In an article for the website Domain, Sue Williams points at a new kind of housing adventure going on in Australia. Investors and buyers are buying old homes and redeveloping them in accordance with their contemporary lifestyle. Even existing homeowners are redeveloping vacant strips of land they own (lying next to their own home) and turning them into mirror images of their current home in terms of modernity.
Redevelopment projects turning into a norm
About a decade ago, we would have found developers rushing towards established, old homes in order to demolish the plot and create something more modern and profitable out of them. Market dynamics have certainly changed and today the investors, buyers, and existing homeowners are taking the redevelopment route ever so frequently.
Larger building envelope, closer to the waterfront
Williams writes that many such old homes are built on prime locations, sometimes right on the harbour. They have an enviable building envelope (something that cannot be matched today because of tighter regulations). Also, they are pretty close to the seafront. This is another aspect that can make one green with envy, since homes just cannot be built that close to the sea anymore. Naturally, people are on the lookout for such old homes lying on highly valuable pieces of land. Who would not want a share of that pie?
The three factors buyers look out for
If investors or existing home owners get great land position, worthy ‘aspect’ and a breathtaking view, they are quite willing to plunge into the deal even if it costs them more than what they had initially bargained for. These are, after all, really valuable pieces of land we are talking about. If effectively redesigned, these properties can lay proverbial golden eggs when it’s time to resell.

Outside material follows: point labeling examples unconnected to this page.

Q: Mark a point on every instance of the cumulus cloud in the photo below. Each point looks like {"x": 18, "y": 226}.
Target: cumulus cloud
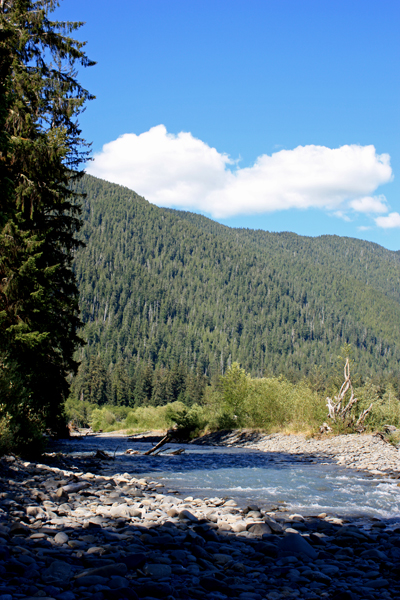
{"x": 389, "y": 222}
{"x": 184, "y": 172}
{"x": 375, "y": 204}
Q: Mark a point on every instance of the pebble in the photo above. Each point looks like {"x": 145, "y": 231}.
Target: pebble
{"x": 110, "y": 536}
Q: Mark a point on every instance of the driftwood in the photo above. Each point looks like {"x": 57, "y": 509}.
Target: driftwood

Take for example the case of John and Helen Gandel, says Williams. They owned a vacant plot of land right next to their own home. Their own place was a sanctuary of modernity. They decided to develop the vacant plot and give it a modern essence, too. Today, they have two properties, quite comparable to each other.
A lot of such redevelopment projects are going around in Sydney at the moment. You just need to be a little cautious about putting your steps right. You do not want to get waylaid and turn this great ROI opportunity into a renovation disaster.
You can read the original article here.
Williams also mentions that currently we are seeing many young owners giving a push for such redevelopment projects. They know that there is a big Asian market waiting to grab Australian homes with a contemporary touch.
Unless it is a heritage property, old homes can be grabbed pretty cheap
In my opinion, unless the old plots lie on heritage properties, they are better deals than the relatively new homes. This way, the young owners get to buy properties with a reasonable upfront cost and once they redevelop the properties, they are ready with amazing homes at prime locations all set to be grabbed by Asian (Chinese mostly) investors for very good prices.